MD: Flux Technicolour is the title you selected for this exhibition. While both words and visual imagery have long been used in an attempt to describe the abstract essence of music, it is rare that painting attempts to capture the concept of moving images that ‘Technicolour’ implies. So, apart from being a catchy title, what is its significance to the current body of work?

IW: Since, 1994, I have been interested in how a static image could suggest movement. But not like the abstract expressionist (the notion of the embodied) or action painting, but more like how the frames of the painting can govern a sense of time. Which is why, I always had this inclination to develop partial suggestions of imagery that leaked to the ends of the canvas. Later, I started to think of the painting as having multiple appearances and disappearances of matter. So, in that sense, I got this influence from the way music is introduce to our ears, how elements come in and out. The word Flux came from the idea of the ever-changing modes of structure and colour. Technicolour is a reference to my interest in synthetic, electronic and natural colours, how it floods my work.

 

MD: All of your paintings have titles. Are these signposts for the viewer or are they just personal markers for you?

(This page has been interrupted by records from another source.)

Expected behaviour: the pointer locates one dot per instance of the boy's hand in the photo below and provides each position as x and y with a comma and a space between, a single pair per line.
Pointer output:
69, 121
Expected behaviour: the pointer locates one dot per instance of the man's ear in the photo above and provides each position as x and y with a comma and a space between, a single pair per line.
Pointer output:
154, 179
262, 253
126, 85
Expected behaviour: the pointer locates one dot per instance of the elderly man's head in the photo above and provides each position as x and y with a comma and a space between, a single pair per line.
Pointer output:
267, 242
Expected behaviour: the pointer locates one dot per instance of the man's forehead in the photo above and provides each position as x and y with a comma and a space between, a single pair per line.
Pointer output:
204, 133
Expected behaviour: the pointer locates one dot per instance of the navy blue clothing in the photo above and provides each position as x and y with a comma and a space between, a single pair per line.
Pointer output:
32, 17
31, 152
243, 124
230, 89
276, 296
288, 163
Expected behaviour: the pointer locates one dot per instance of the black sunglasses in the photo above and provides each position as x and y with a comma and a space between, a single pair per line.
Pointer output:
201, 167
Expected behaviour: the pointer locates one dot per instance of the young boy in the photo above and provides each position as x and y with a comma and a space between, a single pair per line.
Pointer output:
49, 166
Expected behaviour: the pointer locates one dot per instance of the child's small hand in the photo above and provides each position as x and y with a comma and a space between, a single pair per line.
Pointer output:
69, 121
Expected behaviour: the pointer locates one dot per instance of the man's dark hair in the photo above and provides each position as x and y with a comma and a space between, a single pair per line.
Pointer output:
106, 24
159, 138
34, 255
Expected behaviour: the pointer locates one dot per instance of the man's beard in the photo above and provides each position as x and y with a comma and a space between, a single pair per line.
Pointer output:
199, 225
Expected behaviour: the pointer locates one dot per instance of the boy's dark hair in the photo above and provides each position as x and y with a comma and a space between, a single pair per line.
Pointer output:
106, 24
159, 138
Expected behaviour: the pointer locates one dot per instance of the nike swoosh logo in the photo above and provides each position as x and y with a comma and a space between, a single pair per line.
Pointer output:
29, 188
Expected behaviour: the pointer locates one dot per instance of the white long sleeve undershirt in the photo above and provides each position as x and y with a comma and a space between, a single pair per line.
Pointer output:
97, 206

IW: Signpost… it helps to get you there. Its like I need to provide the right pill for the trip.

MD: Do you have to paint?

IW: I like painting. I like pictures on walls. Painting is physical; it’s the analog of electronic pixilation, its funky. Seemingly sublime at a distance, but up close, it is substance, matter, pigment, dirt, follicle, whatever that you put on. I read somewhere that you cannot date paintings but you could date a video work due the characteristics of the technology; I like that analogy of painting’s timelessness. I also like the fact that anyone can afford to paint. From child to adult, it’s really accessible and not expensive. If I did not paint, I would make some music, write some words. It’s a bit late for anything else.